The death of Christ on Good Friday and His glorious and triumphant resurrection that we’ll celebrate on Sunday, is what makes the Gospel good news, not just good advice. The Gospel is not a set of swimming instructions shouted from the safety of the bank to a drowning man. It is the PRESENCE of a powerful lifeguard able to personally bring US to safety. There is nothing we MUST do; there is nothing we CAN do to come into all the good of the gospel. We simply take God at His word and put our TRUST, our FAITH, in what He has already DONE for us, through that sacrifice made on Good Friday.

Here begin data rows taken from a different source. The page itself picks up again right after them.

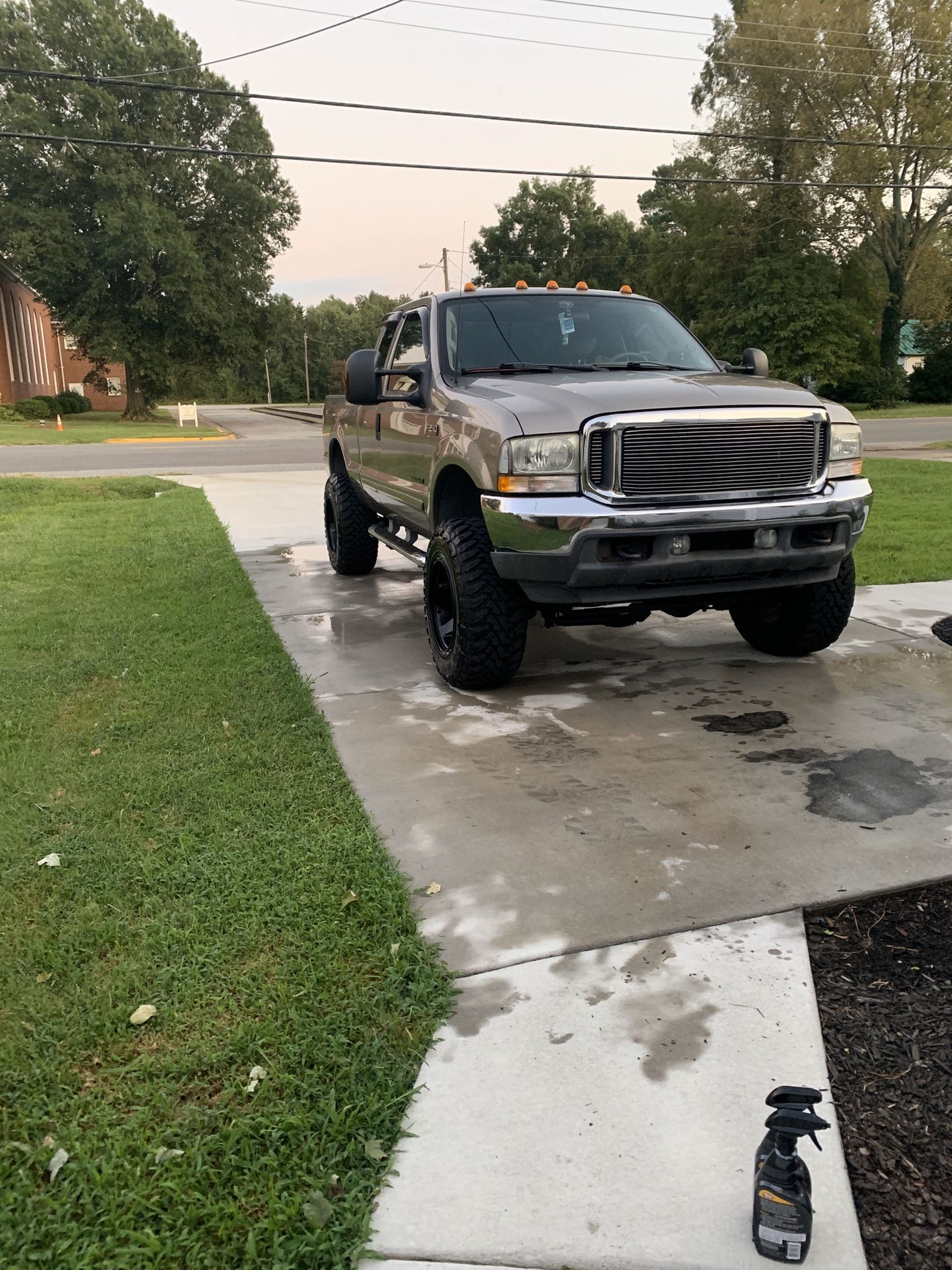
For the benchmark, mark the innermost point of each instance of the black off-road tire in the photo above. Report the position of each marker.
(347, 520)
(475, 620)
(801, 620)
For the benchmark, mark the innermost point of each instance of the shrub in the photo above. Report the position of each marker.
(74, 403)
(933, 381)
(33, 409)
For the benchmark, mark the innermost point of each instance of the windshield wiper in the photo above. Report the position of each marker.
(644, 366)
(508, 368)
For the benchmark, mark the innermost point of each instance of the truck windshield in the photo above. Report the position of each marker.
(509, 334)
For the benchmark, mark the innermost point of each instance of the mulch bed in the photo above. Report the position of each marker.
(884, 980)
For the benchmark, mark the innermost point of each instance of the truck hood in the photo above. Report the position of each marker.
(563, 402)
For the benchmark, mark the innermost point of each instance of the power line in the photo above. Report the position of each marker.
(264, 48)
(466, 114)
(441, 167)
(738, 22)
(601, 48)
(592, 22)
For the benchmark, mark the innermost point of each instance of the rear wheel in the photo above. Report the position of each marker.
(475, 621)
(347, 520)
(801, 620)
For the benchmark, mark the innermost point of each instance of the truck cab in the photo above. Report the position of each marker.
(579, 455)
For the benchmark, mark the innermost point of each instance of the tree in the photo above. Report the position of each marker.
(153, 259)
(555, 229)
(742, 275)
(337, 328)
(785, 69)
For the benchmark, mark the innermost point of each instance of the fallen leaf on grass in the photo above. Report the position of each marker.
(317, 1209)
(254, 1079)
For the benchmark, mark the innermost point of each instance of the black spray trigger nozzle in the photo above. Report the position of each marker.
(793, 1096)
(797, 1122)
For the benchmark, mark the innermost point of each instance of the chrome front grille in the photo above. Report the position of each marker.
(707, 454)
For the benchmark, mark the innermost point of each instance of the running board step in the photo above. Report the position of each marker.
(397, 544)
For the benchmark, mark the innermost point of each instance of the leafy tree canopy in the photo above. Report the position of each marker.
(151, 259)
(889, 87)
(555, 229)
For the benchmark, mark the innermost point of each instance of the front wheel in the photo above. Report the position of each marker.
(347, 520)
(801, 620)
(475, 621)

So, whatever else, we mustn’t miss, the emphatic statement of God’s love that we see in Jesus’ sacrifice, as we consider what happened on that first Good Friday. Charles Finney once said: “Love, is the bringing about of the highest good in the life of another person.” And that is what we see in that terrible day at Calvary. The perfect, fathomless depths of God’s great love for you and I, as Christ poured out His life for us in full payment for all our sins. For “God has shown us how much he loves us . . .” Romans 5:8 (GNB)

This is why such an apparently black day; a day of seeming defeat and dejection is in fact so rightly referred to as GOOD Friday. For, in truth, it is an unchallengeable demonstration of God’s immeasurable love for each one of us.

It is not JUST a perfect sacrifice – though of course it is; it is also the perfect DISPLAY, an unequivocal DECLARATION, of God’s great love for those He has created. As 1 John 3:16 (GNB) puts it: “This is how we know what love is: Christ gave his life for us. “

The death of Christ is not to be overlooked; and Good Friday is not to be dismissed, downgraded or undervalued in the wake of the glorious Resurrection on Easter Sunday.

We need to understand that the cruel crucifixion and death of Christ is forever THE most powerful expression of God’s love for us; and the victorious resurrection is first and foremost, a glorious vindication of the TOTAL EFFICACY of that perfect sacrifice on Good Friday.

So, if you need a reason - then ultimately, that is why it is Good this Friday and we need this morning and indeed each morning, to appreciate, as the hymn reminds us, that “Love so amazing, so divine” “Demands my soul, my life, my all.”